Through an extensive examination of the conceptions of social justice that may be ascribed validly to Karl Marx's political thougtht, Elliot R. Pruzan analyzes the apparent conflict between Marx as «value-neutral» social scientist and as revolutionary. He suggests a resolution to this conflict through a carefully constructed presentation of Marx's theory of human nature and the ethical presuppositions of that theory. In so doing, Pruzan identifies those elements of Marx's political thought that warrant our continued serious consideration of it as a genuine theory of politics, especially when compared with other more traditionally conceived forms of political thought.
New York, Bern, Frankfurt/M., Paris, 1988. XII, 238 pp.
Contents: The Concept of Justice in Marx presents a unique treatment of the relationships between Marx's political thought
and the ethical presuppositions of that thought.

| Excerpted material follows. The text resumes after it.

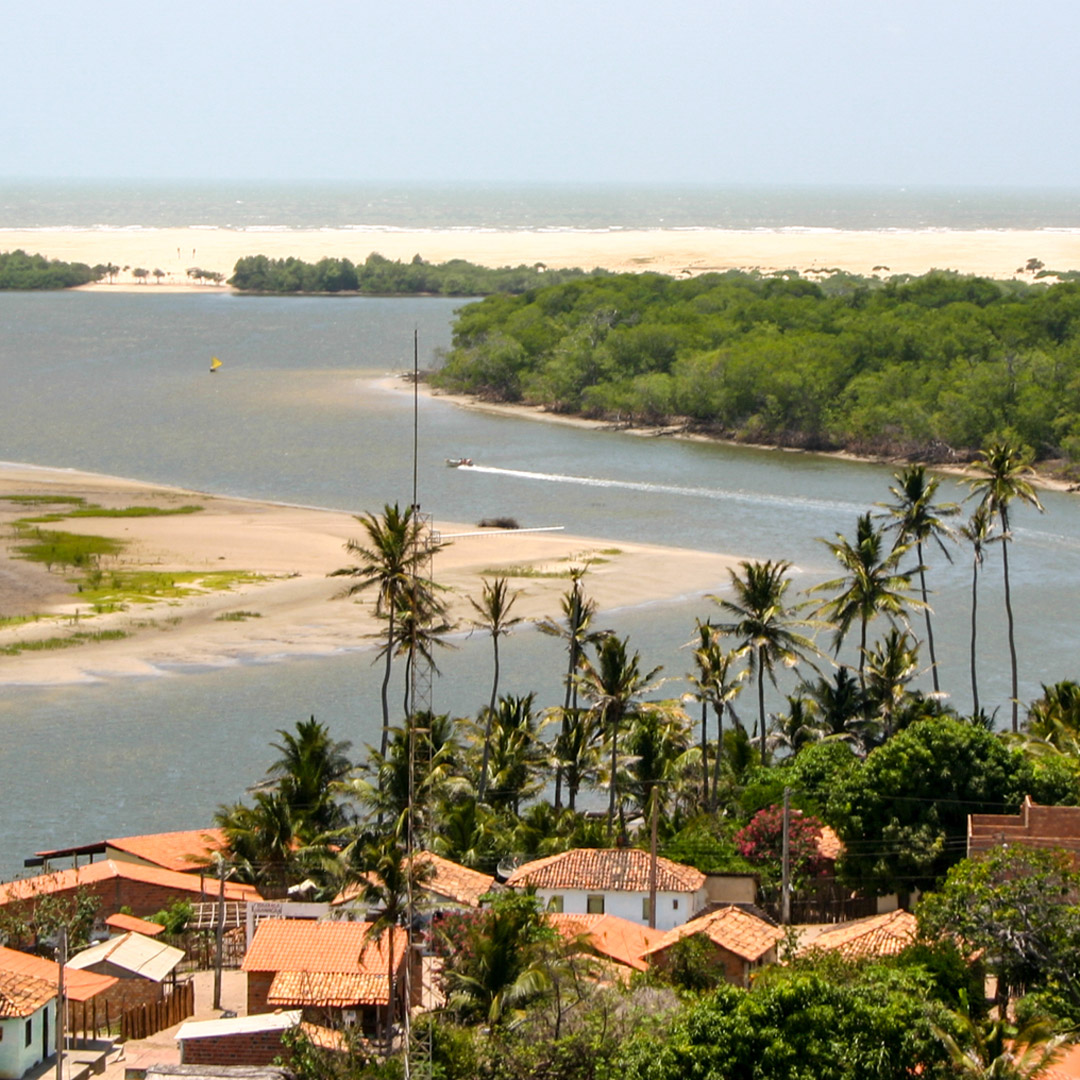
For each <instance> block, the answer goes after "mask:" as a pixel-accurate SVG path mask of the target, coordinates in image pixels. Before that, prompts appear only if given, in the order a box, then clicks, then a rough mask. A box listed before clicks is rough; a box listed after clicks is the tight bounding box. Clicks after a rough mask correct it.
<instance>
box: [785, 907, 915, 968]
mask: <svg viewBox="0 0 1080 1080" xmlns="http://www.w3.org/2000/svg"><path fill="white" fill-rule="evenodd" d="M917 932H918V920H917V919H916V918H915V916H914V915H912V913H910V912H905V910H903V909H900V908H897V909H896V910H894V912H887V913H886V914H885V915H872V916H870V917H869V918H866V919H853V920H852V921H851V922H838V923H836V924H835V926H832V927H829V928H828V929H827V930H822V931H821V933H819V934H818V935H816V936H814V937H813V939H811V940H810V941H808V942H807V944H806V945H805V946H804V947H802V948H801V949H799V951H800V953H802V954H806V953H811V951H827V953H837V954H839V955H840V956H842V957H843V958H845V959H846V960H862V959H865V958H866V957H878V956H895V955H896V954H897V953H902V951H903V950H904V949H905V948H907V946H908V945H910V944H912V942H914V941H915V937H916V934H917Z"/></svg>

Pruzan explicates the juridical and abstract senses of justice commonly used
by Marx and then presents a more thorough-going conception of justice implicit in Marx which he calls Marx's «critique of
injustice». Pruzan then considers a second Marxian conception of justice presupposed in Marx's discussions of production and
distribution, the «theory of productive justice». Pruzan concludes with an evaluation of these two conceptions of justice
and discusses their significance for Marx's political thought.